The attractants were placed in 25-μl volumes in the lower wells by micropipette. A polycarbonate membrane (Nucleopore, Pleasanton, CA), perforated with 10-μm diameter pores, and a rubber gasket covered the 48 wells, and a section containing the 48 upper wells was placed on top and secured. Preconfluent cultures of HRPE cells, still in log phase of growth, were removed from their flasks with 0.25% trypsin and 0.02% EDTA. The cells were pelleted and resuspended in DMEM so that there were 40,000 RPE cells in 50 μm of solution, and this volume was pipetted into each of the upper wells. The chamber system was incubated in 95% air and 5% CO₂ at 37°C for 5 hours, after which the polycarbonate membrane was fixed in ethanol and air dried. After 30 minutes in hematoxylin, the membranes were washed in water and mounted. Counts were made of the number of cells (nuclear counts under the ×100 objective of a light microscope) migrated onto the bottom surface of the stained membrane. Twenty high-power fields were evaluated from each well, representing approximately one fifteenth of the available area.

Results

c-Met Receptor

HRPE cells in culture showed positive staining for c-Met using both the sp460 and C28 antibodies. Epiretinal membranes removed during vitreous surgery showed positive staining for c-Met in 14 of 18 specimens (Table 1) . In 10 of the 14 the presence of HRPE cells in the sections was confirmed by positive staining with either wide-spectrum anti-cytokeratin antibody or K18 antibody, and in 6 of these specimens, c-Met clearly was observed to be codistributed with HRPE cells (Table 1 , Fig. 1 ).
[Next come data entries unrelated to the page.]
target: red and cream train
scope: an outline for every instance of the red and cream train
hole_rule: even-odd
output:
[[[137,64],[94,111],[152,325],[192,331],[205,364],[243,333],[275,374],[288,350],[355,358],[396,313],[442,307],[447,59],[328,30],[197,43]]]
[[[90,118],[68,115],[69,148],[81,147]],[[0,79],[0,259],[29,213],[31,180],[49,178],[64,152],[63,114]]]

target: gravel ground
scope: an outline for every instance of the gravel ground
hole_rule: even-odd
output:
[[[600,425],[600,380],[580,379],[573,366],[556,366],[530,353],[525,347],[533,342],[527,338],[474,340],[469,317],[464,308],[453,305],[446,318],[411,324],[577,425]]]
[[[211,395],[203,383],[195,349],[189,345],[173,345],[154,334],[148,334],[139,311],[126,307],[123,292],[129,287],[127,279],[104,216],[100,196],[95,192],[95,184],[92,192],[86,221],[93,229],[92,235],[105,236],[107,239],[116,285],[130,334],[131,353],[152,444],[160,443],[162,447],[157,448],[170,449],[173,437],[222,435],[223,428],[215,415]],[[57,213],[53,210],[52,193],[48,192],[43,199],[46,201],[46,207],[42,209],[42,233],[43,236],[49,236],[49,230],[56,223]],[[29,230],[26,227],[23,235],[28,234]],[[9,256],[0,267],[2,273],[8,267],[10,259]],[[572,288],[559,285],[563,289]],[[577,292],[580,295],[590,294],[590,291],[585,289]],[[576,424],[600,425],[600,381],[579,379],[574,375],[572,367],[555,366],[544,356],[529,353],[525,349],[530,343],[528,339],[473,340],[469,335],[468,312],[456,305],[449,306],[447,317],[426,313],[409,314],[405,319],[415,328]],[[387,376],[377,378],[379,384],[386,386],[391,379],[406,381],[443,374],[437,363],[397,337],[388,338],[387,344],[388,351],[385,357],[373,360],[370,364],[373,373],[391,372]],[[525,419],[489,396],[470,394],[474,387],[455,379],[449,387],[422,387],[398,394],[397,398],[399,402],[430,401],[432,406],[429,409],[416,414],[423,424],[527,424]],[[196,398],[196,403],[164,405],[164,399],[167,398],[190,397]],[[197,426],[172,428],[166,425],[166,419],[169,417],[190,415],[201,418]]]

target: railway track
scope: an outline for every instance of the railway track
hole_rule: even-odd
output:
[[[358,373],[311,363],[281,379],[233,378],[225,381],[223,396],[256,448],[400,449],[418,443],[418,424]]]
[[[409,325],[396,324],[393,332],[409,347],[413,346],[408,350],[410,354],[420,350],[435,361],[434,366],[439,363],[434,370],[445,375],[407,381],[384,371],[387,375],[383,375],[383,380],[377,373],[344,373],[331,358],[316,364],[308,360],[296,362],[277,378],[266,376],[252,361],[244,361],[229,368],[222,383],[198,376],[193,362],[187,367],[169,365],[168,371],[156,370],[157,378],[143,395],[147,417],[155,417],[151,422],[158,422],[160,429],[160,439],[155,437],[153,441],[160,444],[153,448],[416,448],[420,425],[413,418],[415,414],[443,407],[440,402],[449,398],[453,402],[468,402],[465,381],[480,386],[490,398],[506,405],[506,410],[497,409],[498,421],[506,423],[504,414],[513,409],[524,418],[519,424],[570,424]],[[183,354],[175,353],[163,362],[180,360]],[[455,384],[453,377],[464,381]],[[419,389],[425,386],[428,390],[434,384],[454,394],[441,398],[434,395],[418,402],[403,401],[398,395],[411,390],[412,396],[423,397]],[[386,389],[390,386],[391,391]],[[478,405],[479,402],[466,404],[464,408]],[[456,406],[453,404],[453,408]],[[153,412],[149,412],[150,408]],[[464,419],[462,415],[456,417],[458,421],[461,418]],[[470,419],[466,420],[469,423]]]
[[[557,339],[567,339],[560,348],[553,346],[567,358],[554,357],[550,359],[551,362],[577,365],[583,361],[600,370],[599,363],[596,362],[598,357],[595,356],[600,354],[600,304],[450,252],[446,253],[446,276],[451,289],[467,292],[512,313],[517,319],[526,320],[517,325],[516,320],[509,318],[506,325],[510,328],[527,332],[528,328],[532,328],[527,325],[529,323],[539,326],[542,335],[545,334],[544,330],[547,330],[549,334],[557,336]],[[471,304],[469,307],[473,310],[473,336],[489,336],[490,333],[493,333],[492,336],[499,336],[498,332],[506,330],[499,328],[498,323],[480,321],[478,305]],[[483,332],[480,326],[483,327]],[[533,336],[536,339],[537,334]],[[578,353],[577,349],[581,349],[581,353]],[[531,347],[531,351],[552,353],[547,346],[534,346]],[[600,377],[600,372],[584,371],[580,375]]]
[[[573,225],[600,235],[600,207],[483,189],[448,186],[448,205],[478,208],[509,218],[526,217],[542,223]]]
There was a statistically significant correlation between the presence of HRPE cells and c-Met immunoreactivity in the membranes (Table 2 ; Fisher exact test, P < 0.05).

HRPE Cell Shape Change

HRPE cell cultures did not exhibit good colony formation in our cultures. HRPE cells in culture were of variable appearance, but they were predominantly epithelioid (Fig. 2A ). When they were exposed to MRC-5 CM, many of the HRPE cells took on a pronounced fibroblastic form that reached its peak at approximately 24 hours after initial exposure (Figs. 2A 2B) . The content of activated HGF/SF, produced by MRC-5 conditioning, varied between 4 and 40 ng/ml, with a mean of 36.6 ± 5.3 ng/ml (SD) for our various conditioning runs. The HRPE cells’ response was very consistent between batches, however, indicating that the range of concentration was maximal to supermaximal for the change-in-form effect. Recombinant human HGF/SF, in a similar range of concentrations, also was effective at producing an epithelioid-to-fibroblastic shape change in HRPE cells, but not to the same marked extent as was seen with MRC-5 CM.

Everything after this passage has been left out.